Жара за окном сменялась прохладой, предвещающе подуло влагой с реки. День закатывался куда-то за дома, дышавшие душной каменной истомой. Пьяный голос где-то внизу затянул песню, оборвался на высокой точке и умолк. На смену ему из раскрытого окна секретовского трактира запел трубным голосом орган. Задумавшись, Сеня неподвижно глядел в окно.
– …Все картузы да картузы, а ведь она-то не ждет! Пожалуйте, скажет, мыться да на стол!.. – слышал Сеня совсем издалека.

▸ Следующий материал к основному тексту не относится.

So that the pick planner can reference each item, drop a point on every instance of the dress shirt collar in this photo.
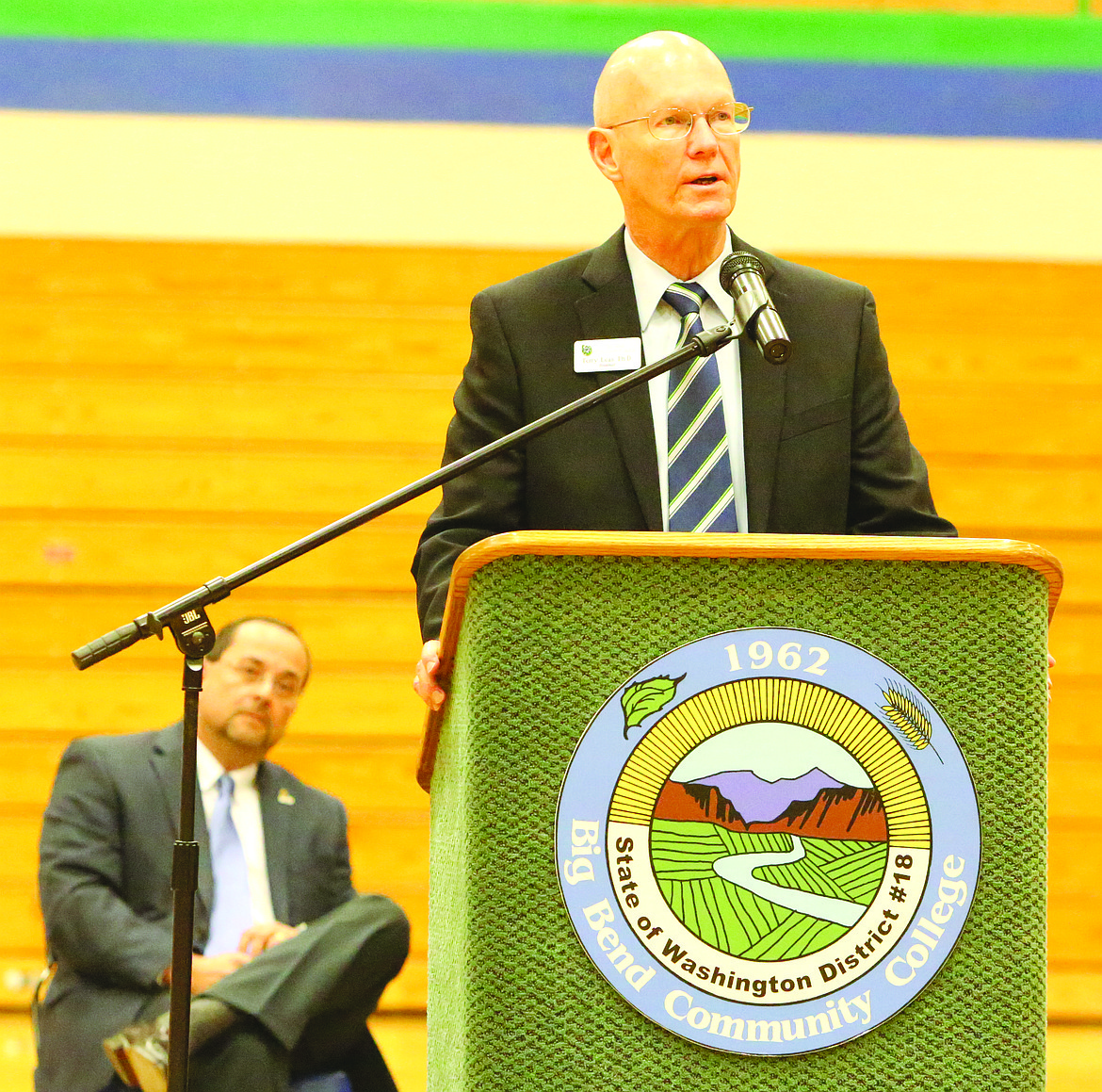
(650, 281)
(208, 769)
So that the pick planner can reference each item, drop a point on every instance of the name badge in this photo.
(608, 354)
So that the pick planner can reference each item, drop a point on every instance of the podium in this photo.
(879, 924)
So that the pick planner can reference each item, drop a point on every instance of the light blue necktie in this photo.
(233, 911)
(701, 493)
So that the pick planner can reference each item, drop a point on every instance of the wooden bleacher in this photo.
(174, 411)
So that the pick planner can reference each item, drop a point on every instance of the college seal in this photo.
(769, 840)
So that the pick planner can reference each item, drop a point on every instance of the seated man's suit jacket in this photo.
(827, 448)
(105, 872)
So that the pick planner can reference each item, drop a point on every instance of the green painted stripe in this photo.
(889, 38)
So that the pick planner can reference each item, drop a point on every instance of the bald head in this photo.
(643, 67)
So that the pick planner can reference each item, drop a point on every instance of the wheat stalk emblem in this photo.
(909, 715)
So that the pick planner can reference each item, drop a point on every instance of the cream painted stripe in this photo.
(279, 180)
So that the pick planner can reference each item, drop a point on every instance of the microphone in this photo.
(740, 275)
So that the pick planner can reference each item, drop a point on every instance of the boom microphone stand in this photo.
(194, 636)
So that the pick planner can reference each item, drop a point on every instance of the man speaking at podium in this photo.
(734, 443)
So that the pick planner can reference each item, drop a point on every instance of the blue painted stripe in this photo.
(535, 89)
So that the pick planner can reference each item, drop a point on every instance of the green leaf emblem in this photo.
(646, 697)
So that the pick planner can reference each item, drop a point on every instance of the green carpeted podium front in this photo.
(550, 639)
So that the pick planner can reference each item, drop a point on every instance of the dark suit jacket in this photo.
(827, 448)
(104, 879)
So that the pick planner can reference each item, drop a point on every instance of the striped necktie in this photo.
(701, 494)
(233, 911)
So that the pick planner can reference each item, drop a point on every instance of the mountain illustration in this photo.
(760, 801)
(815, 805)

В двухэтажном доме напротив, в теневой стороне, открылось окно. В ветерке заколыхались кисейные занавески; за ними пылали на подоконнике пушистые ярко-красные герани и жирные бальзамины. Потом в окне явилась женщина или девушка, – было Сене не разглядеть.
Она поправила передничек, оперлась локотком о подоконник и, поглядев вниз, зевнула. Что-то привлекло ее внимание на крыше; раздвинув цветочные горшки, она высунулась из окна.
– Да улетайте же вы, улетайте… – закричала она, беспомощно хлопая в ладоши; вслед за тем она увидела Сеню в окне. – Там кот на голубей охотится, спугните его! Да скорей же, неповоротливый какой…
Она была такая праздничная, зовущая – в нарядном гераневом окне.
– Сейчас мы его уважим, – отвечал Сеня через улицу и успокоительно махнул рукой. – Только не уходи, побудь там еще немножко!
Не дослушав Катушина, он метнулся в дверь и скоро через разбитое чердачное окно вымахнул на крышу, громыхая по железу тяжелыми сапогами.
Опасенья, что уж поздно, оправдались: сытый бело-рыжий кот держал голубя в зубах, из разорванной шейки капала на раскаленную крышу кровь. В следующее мгновение он жалобно топырил лапы в сжатой Сениной руке… Но вот нога скользнула вниз, и одновременно девичий вскрик раздался в гераневом окне. Если бы не водосточный желоб, игра Сенина была бы проиграна… Покачиваясь, не выпуская добычи, он стоял на самом краю обрыва и силился овладеть пошатнувшимся сознанием…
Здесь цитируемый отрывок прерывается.